開幕戦の予選でシューマッハに並ぶ2位を獲得し、フェラーリ復活のフロントロー独占の立役者となったマッサ。しかしレースではアロンソをブロックしようとしてスピンするなど、トップチームでの戦いについていけるのか疑問符の残るものでした。シーズン序盤はシューマッハを以てしても苦戦する状況で、マッサは何とか入賞して数ポイントを持ち帰るという戦いが続きます。
第5戦で自身初の表彰台を獲得しますが、前半戦はルノーはもちろんマクラーレンのライコネンにも及ばないフェラーリドライバーとしては物足りない成績でした。しかし後半からマシンが速さを取り戻すと、シューマッハとのダブル表彰台を連発。後に連勝を挙げるトルコGPでは自身初のポールから初優勝を達成しました。
正直にいえば親がチーム代表を務めるマネージャーと契約しているからフェラーリに乗れたドライバーだったと思いますが、この年にタッグを組んだシューマッハを師と仰ぎ、学習していく姿は謙虚で良かったですよね。さながらコネ入社のような状態でしたが、チームやシューマッハとの関係は良好で彼の事故の後も面会を許される数少ない人物の一人とも言われます。この年を知っていると晩年ウイリアムズを牽引する姿がとても感動的に見えるんですよねー。
シーズンの最終盤、シューマッハがエンジントラブルで後方に沈む中でトップ争いを繰り広げ、フェラーリの一員としての役目を果たしたマッサ。
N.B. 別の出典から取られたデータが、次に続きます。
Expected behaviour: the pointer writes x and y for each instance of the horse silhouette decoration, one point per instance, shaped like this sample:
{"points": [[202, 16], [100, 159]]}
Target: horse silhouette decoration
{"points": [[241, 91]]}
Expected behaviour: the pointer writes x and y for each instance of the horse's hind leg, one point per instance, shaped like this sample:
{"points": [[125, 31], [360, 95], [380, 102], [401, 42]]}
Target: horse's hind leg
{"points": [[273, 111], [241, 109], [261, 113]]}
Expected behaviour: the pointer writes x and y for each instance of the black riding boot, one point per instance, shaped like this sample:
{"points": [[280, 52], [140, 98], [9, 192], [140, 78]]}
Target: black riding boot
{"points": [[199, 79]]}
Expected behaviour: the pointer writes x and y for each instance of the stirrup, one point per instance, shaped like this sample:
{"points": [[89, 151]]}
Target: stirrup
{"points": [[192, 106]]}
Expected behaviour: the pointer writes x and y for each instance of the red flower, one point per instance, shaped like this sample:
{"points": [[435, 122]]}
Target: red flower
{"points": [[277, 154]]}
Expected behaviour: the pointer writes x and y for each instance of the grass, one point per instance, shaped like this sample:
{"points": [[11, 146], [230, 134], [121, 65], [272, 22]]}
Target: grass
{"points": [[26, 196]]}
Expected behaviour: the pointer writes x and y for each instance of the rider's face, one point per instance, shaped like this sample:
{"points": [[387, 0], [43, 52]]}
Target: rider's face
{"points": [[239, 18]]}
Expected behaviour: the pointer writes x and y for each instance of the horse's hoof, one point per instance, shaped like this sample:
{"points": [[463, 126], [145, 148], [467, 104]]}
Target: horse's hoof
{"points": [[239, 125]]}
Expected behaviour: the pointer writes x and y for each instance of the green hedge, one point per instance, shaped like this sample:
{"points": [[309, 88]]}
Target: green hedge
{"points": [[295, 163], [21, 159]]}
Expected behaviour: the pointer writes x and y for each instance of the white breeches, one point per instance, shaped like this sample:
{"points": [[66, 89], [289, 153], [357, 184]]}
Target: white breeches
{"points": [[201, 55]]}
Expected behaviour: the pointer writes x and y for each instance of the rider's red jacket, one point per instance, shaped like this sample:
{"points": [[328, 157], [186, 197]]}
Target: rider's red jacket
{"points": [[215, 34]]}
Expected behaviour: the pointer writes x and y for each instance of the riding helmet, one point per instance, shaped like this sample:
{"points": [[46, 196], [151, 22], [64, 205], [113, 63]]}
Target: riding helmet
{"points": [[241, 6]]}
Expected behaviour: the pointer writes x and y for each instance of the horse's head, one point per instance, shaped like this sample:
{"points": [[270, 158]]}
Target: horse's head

最終戦の母国ブラジルGPではセナ以来の優勝を果たす快挙も達成し、ランキングも3位を獲得と上々の1年目を終えます。
跳馬のシンデレラボーイとは当時のフジテレビの彼のキャッチコピーですが、おそらく幸運にもフェラーリのシートを掴んだことを指した言葉だったものの、最大の幸運はシューマッハと最後にコンビを組めたことだったのではないでしょうか。でも、マッサが最後じゃなかったねと言われるような、またミハエルにレース指導を受けるドライバーが再び現れるようなことになってほしいですけどね。